Mobilitätswende: Das Radwegekonzept sei erstellt, der Radweg zwischen Niederdollendorf und Oberkassel ausgebaut und das Mietfahrradsystem eingeführt worden, zählt die Koalition Erfolge auf. Die zugesagte Planungsvereinbarung für den Bau eines Berg-Tal-Radwegs mit dem Land sei ein wichtiger Meilenstein. Man wolle aber nicht die ganze Mobilität aufs Fahrrad umstellen, betonte Klaus Ruppert (Grüne) und sprach von einer besseren und engen Verknüpfung der Verkehrsmittel.
Tragfähige Lösungen will auch die CDU bei den Berg-Tal-Radwegeverbindungen. Und auch sie plädiert für Mobilität für alle Generationen und unter anderem für sichere Schulwege. Bei Letzterem verweist die Koalition auf die neu installierte Beleuchtung in Eisbach und erneuerte Zebrastreifen in Heisterbacherrott. Sie begrüßt zudem das Pilotprojekt zur Einrichtung einer Schulstraße in Niederdollendorf nach den Sommerferien.

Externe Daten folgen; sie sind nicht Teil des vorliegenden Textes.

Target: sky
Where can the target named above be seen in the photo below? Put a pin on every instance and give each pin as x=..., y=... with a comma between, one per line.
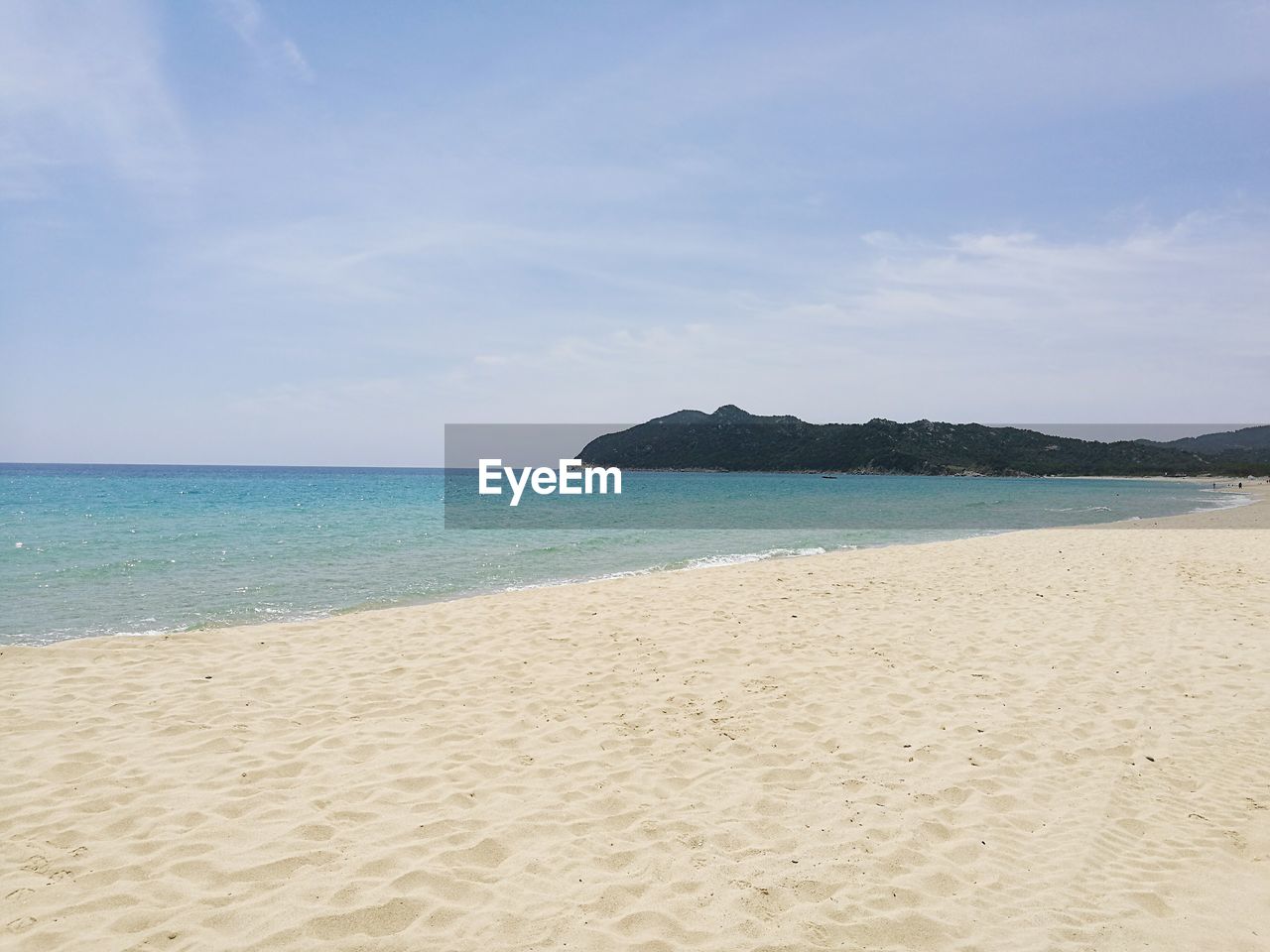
x=302, y=232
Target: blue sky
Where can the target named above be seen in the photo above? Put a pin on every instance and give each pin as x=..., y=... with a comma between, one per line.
x=303, y=232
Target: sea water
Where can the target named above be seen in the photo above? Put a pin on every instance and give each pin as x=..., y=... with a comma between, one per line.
x=98, y=549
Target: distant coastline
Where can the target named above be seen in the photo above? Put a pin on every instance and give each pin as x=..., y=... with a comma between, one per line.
x=731, y=439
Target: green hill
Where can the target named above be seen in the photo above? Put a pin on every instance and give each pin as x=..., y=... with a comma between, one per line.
x=731, y=439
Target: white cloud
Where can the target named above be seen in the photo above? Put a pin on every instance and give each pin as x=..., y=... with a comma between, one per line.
x=82, y=85
x=270, y=46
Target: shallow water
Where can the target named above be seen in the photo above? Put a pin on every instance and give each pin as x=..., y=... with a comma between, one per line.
x=93, y=549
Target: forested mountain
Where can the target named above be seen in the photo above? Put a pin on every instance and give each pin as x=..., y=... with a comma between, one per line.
x=731, y=439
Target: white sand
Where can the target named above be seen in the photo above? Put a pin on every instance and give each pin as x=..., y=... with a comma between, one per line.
x=1046, y=740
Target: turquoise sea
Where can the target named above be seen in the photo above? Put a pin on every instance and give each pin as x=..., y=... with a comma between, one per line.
x=95, y=549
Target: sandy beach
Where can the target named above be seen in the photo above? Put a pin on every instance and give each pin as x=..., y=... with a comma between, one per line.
x=1043, y=740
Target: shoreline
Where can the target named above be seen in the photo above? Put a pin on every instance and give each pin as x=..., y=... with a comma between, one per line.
x=1048, y=739
x=1250, y=495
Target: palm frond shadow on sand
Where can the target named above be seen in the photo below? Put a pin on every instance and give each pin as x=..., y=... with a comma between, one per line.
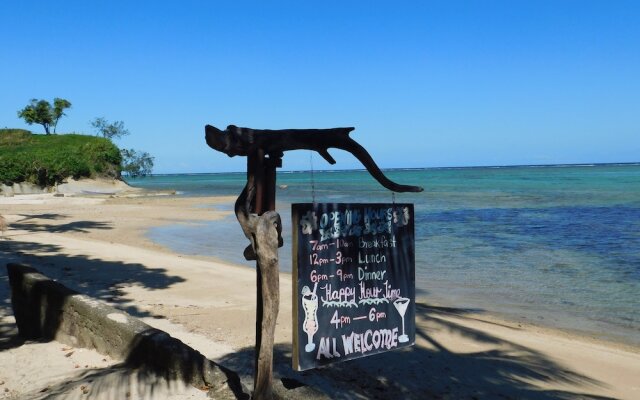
x=430, y=370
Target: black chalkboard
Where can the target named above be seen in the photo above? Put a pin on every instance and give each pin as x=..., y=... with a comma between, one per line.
x=353, y=276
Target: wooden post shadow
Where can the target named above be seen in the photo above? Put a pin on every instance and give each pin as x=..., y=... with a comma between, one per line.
x=255, y=210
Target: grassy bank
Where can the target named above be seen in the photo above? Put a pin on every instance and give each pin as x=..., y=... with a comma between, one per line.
x=48, y=159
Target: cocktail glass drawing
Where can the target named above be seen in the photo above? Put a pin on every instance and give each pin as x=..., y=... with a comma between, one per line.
x=401, y=304
x=310, y=325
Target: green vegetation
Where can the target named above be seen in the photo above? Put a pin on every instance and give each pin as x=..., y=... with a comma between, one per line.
x=109, y=130
x=43, y=113
x=48, y=159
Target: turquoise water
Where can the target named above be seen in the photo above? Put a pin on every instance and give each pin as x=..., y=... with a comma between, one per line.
x=555, y=245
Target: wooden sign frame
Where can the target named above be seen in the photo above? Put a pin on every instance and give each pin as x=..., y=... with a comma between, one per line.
x=353, y=281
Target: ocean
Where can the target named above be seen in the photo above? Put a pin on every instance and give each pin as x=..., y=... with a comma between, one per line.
x=557, y=246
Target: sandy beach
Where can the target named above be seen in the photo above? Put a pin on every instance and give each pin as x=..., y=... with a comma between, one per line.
x=97, y=245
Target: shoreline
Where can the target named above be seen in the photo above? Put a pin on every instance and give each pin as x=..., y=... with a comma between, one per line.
x=594, y=330
x=99, y=245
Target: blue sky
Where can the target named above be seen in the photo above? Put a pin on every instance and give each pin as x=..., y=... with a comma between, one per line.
x=426, y=84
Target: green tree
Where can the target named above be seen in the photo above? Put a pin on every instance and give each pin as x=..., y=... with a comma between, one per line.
x=59, y=105
x=136, y=163
x=109, y=130
x=41, y=112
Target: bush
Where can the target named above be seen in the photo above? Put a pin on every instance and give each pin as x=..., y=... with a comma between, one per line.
x=49, y=159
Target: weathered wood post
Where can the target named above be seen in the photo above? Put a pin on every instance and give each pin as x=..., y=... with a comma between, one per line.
x=255, y=210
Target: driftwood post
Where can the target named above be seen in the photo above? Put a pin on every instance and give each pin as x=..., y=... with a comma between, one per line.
x=255, y=210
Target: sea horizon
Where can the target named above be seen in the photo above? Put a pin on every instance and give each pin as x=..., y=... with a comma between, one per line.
x=552, y=245
x=285, y=171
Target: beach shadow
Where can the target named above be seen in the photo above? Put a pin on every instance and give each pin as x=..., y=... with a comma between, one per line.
x=502, y=370
x=76, y=226
x=97, y=278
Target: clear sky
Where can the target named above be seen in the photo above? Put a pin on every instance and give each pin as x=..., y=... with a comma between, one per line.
x=425, y=83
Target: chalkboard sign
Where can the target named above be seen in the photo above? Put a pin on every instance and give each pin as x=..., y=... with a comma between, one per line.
x=354, y=281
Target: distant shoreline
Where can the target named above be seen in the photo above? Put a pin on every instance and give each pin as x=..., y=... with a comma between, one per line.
x=622, y=164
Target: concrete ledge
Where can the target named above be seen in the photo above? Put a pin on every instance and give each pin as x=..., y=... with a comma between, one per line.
x=46, y=309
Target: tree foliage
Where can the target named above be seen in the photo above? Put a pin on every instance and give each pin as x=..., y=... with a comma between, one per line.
x=109, y=130
x=136, y=163
x=43, y=113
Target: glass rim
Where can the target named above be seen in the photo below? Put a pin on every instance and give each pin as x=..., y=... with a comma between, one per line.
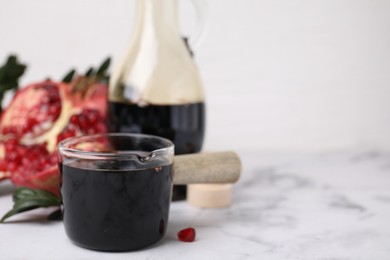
x=63, y=147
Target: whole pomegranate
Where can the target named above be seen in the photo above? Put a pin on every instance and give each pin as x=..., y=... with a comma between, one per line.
x=39, y=116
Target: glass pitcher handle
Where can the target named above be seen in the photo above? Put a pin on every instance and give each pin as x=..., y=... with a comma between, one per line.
x=201, y=11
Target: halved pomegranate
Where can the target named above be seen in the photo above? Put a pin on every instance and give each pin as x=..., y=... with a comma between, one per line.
x=38, y=117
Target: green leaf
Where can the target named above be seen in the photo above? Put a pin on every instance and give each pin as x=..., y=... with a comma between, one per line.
x=28, y=199
x=56, y=215
x=10, y=73
x=69, y=76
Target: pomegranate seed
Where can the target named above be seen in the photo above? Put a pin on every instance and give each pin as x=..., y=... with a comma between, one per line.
x=55, y=110
x=3, y=166
x=186, y=235
x=45, y=100
x=29, y=124
x=12, y=166
x=74, y=119
x=10, y=144
x=93, y=116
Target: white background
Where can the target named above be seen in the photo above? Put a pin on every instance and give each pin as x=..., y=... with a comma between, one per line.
x=279, y=75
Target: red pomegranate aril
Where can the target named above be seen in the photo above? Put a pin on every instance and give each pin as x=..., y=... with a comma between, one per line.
x=187, y=235
x=3, y=166
x=55, y=110
x=74, y=119
x=33, y=120
x=12, y=166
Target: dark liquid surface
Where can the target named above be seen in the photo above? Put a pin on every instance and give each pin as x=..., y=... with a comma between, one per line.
x=117, y=210
x=184, y=125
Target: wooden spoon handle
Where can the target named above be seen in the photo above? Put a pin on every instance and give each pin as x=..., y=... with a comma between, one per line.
x=217, y=167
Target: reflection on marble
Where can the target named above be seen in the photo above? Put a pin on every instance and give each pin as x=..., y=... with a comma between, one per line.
x=285, y=206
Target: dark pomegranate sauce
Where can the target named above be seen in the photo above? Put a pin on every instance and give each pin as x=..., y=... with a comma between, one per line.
x=115, y=210
x=183, y=124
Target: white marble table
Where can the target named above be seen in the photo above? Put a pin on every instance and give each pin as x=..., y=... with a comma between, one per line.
x=286, y=206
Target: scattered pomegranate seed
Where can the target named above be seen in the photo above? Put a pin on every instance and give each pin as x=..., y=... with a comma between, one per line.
x=187, y=235
x=3, y=166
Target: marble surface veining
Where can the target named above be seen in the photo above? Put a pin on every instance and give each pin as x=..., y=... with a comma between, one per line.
x=285, y=206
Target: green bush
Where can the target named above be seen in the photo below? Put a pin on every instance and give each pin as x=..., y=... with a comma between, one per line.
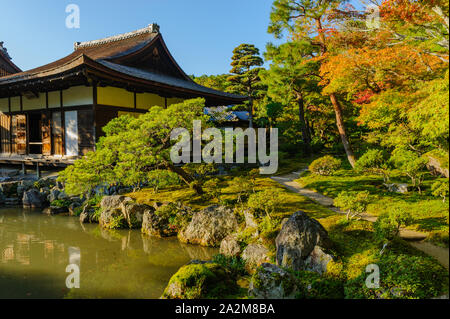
x=440, y=189
x=266, y=201
x=411, y=164
x=374, y=162
x=388, y=225
x=353, y=203
x=213, y=188
x=325, y=166
x=402, y=276
x=242, y=186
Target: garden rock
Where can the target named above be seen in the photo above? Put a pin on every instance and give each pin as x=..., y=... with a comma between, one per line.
x=254, y=255
x=33, y=199
x=209, y=226
x=272, y=282
x=297, y=241
x=200, y=280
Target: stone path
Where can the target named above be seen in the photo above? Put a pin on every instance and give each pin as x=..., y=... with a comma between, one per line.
x=414, y=237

CDU Königswinter macht geplanten Test für Schulstraße zum Thema im Rat
Die CDU macht das Vorhaben aber zum Thema in der letzten Ratssitzung im September. Es werde von den Betroffenen als „wenig sinnvoll und viel zu kurzfristig erachtet“, heißt es in einer Anfrage. Schule und Bildung: KöWI, SPD und Grüne halten sich zugute, dass sie die Einstellung von Schulsekretärinnen durchgesetzt haben, sodass alle Grundschulen eine eigene Sekretärin bekommen sollten. Lehrer würden so von Verwaltungsarbeit entlastet. Bei der OGS-Betreuung seien neue Einkommensstufen für die Berechnung der Elternbeiträge eingeführt worden, die Besserverdienende belasten, aber Geringverdiener entlasten würden.

Das Lemmerz-Freibad am Drachenfels in Königswinter ist geschlossen und soll saniert werden.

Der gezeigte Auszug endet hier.